En lo que somos maestros, desde luego, es en la guasa. Si incluso para tener dictadores escogemos a un señor bajito y barrigón, feo, afeminado, inculto y con delirios de grandeza (en eso sólo Italia nos supera con Mussolini, aunque, evidentemente, ellos tuvieron la autoestima suficiente como para colgarlo en cuanto pudieron), no es de extrañar que la parte medianamente inteligente y digna del país (incluida la derecha inteligente y digna, que la hay, aunque lleve años oculta bajo la capa de caspa y regresión mental a la era de las cavernas que vomitan sus dirigentes y sus medios afines) se tome a chacota a semejante personaje en cuanto tiene ocasión. Si en la extraña pero recomendable Madregilda de Francisco Regueiro tenemos a un Franco infantiloide, inmaduro y bobo, en esta película de Antonio Mercero, famoso director de series de televisión de éxito y de películas flojas con tendencia al sentimentalismo entre las que destaca el telefilme La cabina, del que ya se habló aquí, se recurre al tan manido mito del doble, subsección estadistas (desde El Gran Dictador a Presidente por accidente o Dave, presidente por un día) para chotearse de los personajes que fomentaban y controlaban la atmósfera de miedo de la posguerra española.

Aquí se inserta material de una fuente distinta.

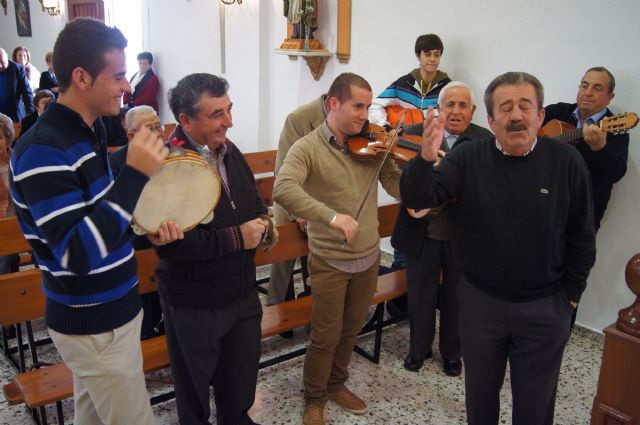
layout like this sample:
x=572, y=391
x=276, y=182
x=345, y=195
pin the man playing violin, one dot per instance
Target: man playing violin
x=321, y=183
x=526, y=241
x=426, y=242
x=605, y=154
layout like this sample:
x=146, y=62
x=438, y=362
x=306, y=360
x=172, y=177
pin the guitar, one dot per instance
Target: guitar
x=566, y=132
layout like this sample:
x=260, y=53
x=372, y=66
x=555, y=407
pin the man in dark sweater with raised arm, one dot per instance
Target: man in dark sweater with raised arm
x=526, y=240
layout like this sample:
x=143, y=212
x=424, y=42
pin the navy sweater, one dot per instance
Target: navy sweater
x=75, y=216
x=525, y=224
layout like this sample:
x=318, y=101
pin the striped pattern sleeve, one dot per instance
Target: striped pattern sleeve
x=67, y=198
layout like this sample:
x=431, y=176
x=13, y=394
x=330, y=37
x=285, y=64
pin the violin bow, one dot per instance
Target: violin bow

Paulino (el actor argentino Pepe Soriano) es dueño de una ortopedia. Su vida es la del español medio de los años cincuenta (del que, sin ser partidario de la dictadura, no había sido ya asesinado o del que no estaba en la cárcel, claro), tomando la cuestión política como un gran vacío que ignorar e intentando compensar la falta de libertad con todos los momentos de diversión que pudiera regalarse. En uno de éstos, mientras realiza una performance entre la concurrencia de un puticlub que frecuenta (Rascayú, cuando mueras que harás tú, canción prohibida por entonces que no es de Paco Clavel y que le cantaban en voz baja a Paquito quienes esperaban ansiosos que la palmara), es secuestrado por unos individuos que resultan ser de «la secreta» y que lo conducen a unos calabozos en los sótanos de El Pardo (jamás congenió tan bien el nombre de un palacio con el de su inquilino principal). Su delito: su parecido físico con el dictador. Su condena: convertirse en su doble para evitar atentados a la persona del (patético) Generalísimo. Mientras su mujer (espléndida Chus Lampreave) y sus amigos, que lo creen muerto, intentan contactar con él en unas delirantes sesiones de espiritismo (entretenimiento muy de moda por entonces), Paulino forma parte de la operación Jano y, a las órdenes de un instructor de la Falange (magnífico José Sazatornil, premio Goya al actor de reparto por este papel en la edición de 1988), tan amenazador como paródico (de nombre Sinsoles, no hace falta decir mucho más), es adiestrado constantemente para emular voz y ademanes de Franco, sin resignarse a poder escapar de su inesperado destino. Continuar leyendo «Ecos del 20-N: Espérame en el cielo»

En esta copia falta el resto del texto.